I’m the Mam who plans out my family’s tea for the week. That way I know what I need when I do the weekly shop. I work, I run a business and I have a 2 year old and a husband; the last thing I want to do when I arrive home from work is stand in the kitchen scrapping around for something to make for tea. It’s great to have a plan. However, at the moment my aversion to so many foods is growing by the day and sometimes I just can’t stand the sight of that chicken breast or stuffed mushroom!
This particular week, my 8th week of pregnancy, I forced a salmon fillet down my neck one evening, wretching all the way, because it was on my plan for the night….I stick to the plan….and its healthy….but most of all I was too exhausted to think of an alternative. The next night I planned a very lovely Mediterranean vegetable and pesto tart with couscous and garlic bread. I almost barfed as I handed my garlic bread over to my husband and took about half an hour to force the veggie tart thing into my mouth; the couscous remained untouched.

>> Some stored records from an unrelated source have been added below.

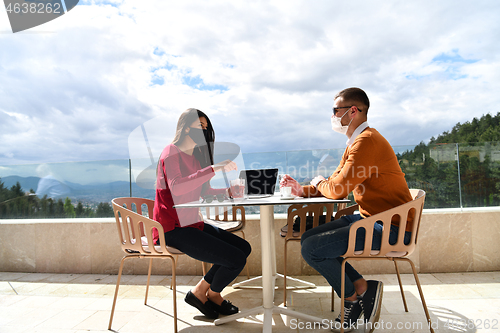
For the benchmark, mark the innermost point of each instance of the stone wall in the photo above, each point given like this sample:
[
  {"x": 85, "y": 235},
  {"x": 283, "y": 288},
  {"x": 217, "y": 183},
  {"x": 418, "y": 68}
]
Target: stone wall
[{"x": 450, "y": 240}]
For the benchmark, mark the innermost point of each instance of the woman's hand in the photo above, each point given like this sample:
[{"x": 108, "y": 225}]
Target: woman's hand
[
  {"x": 316, "y": 180},
  {"x": 226, "y": 165},
  {"x": 287, "y": 181}
]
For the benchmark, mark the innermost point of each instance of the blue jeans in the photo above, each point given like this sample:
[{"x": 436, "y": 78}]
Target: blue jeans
[
  {"x": 225, "y": 250},
  {"x": 323, "y": 246}
]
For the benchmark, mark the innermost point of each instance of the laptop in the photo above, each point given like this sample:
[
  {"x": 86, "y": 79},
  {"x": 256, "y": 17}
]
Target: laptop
[{"x": 259, "y": 183}]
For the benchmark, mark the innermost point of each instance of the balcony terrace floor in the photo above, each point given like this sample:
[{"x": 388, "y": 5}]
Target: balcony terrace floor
[{"x": 77, "y": 303}]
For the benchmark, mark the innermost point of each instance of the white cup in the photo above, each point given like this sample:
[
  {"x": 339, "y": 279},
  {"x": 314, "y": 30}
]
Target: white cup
[{"x": 286, "y": 191}]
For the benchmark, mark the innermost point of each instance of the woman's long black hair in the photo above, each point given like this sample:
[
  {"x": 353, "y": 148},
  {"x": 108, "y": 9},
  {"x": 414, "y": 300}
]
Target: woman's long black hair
[{"x": 204, "y": 154}]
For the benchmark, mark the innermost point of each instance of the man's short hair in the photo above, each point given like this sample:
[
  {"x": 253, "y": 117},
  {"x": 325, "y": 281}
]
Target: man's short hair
[{"x": 355, "y": 95}]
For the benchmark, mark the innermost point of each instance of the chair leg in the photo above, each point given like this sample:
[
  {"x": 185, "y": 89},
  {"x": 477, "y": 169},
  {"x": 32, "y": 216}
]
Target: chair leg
[
  {"x": 174, "y": 291},
  {"x": 333, "y": 299},
  {"x": 342, "y": 295},
  {"x": 248, "y": 270},
  {"x": 284, "y": 273},
  {"x": 401, "y": 286},
  {"x": 420, "y": 292},
  {"x": 174, "y": 267},
  {"x": 204, "y": 268},
  {"x": 116, "y": 292},
  {"x": 149, "y": 277}
]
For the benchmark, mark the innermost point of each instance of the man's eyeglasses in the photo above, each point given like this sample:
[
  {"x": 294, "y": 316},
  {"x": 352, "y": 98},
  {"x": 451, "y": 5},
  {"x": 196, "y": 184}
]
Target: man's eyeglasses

Then finally, the next evening, I cracked. I couldn’t bear the thought of my planned meal of salmon and spinach fish cakes with veg and rice. I told my husband that was it, we’re having fish fingers beans and chips, I’ve never seen him so happy! My 2 year old was ecstatic and I’ve got to tell you it was the best thing I have tasted….EVER!! I felt momentary guilt at the thought of not giving my growing baby (and my toddler) the best of the best healthy food. But then I gave my head a shake and thought; hang on a minute, my toddler is happy (ecstatic in fact), I don’t have any aversion to this meal and it tastes amazing. I told myself to stop being a tit!
So let’s put it this way, go easy on yourself ladies!! Everything in moderation. When you feel like absolute crap or that you feel so bad you might just have to crawl to the kitchen to make yourself a bite to eat – just eat what you can, eat what will give you energy, don’t make yourself miserable and don’t feel guilty. Forcing asparagus and sprouts into your mouth every waking moment for the fear of being branded a bad mam is just plain stupid! Just do your best and balance it out. Eat your fruit on a morning with your breakfast and don’t you dare feel bad about having that pizza for tea or eating those biscuits with your cuppa. Don’t even feel bad after that sneaky maccy d’s you squeezed in on the way home from work. Your baby won’t come out obese and smelling of chip pan fat from one maccy’s! Go easy on yourself! It’s your first trimester and my god is it the hardest. Do your best but don’t force yourself.
Believe it or not your body knows best, if it tells you to drink 4 glasses of milk off the trot, do it! (Yes it happened to me, more than once and I’m sure the milk is making its way straight to my boobs, hello mama’s!). If your body tells you to eat plain no fuss food, do it! If it tells you to eat every hour, do it! You will soon settle down and relax into your second trimester, but for now do what your body tells you and don’t be so hard on yourself, it’s hard enough keeping this amazing news to yourself while staying sane and cracking on with everyday life as normal.
Do your best, everything in moderation, listen to your body! And what a revelation that is!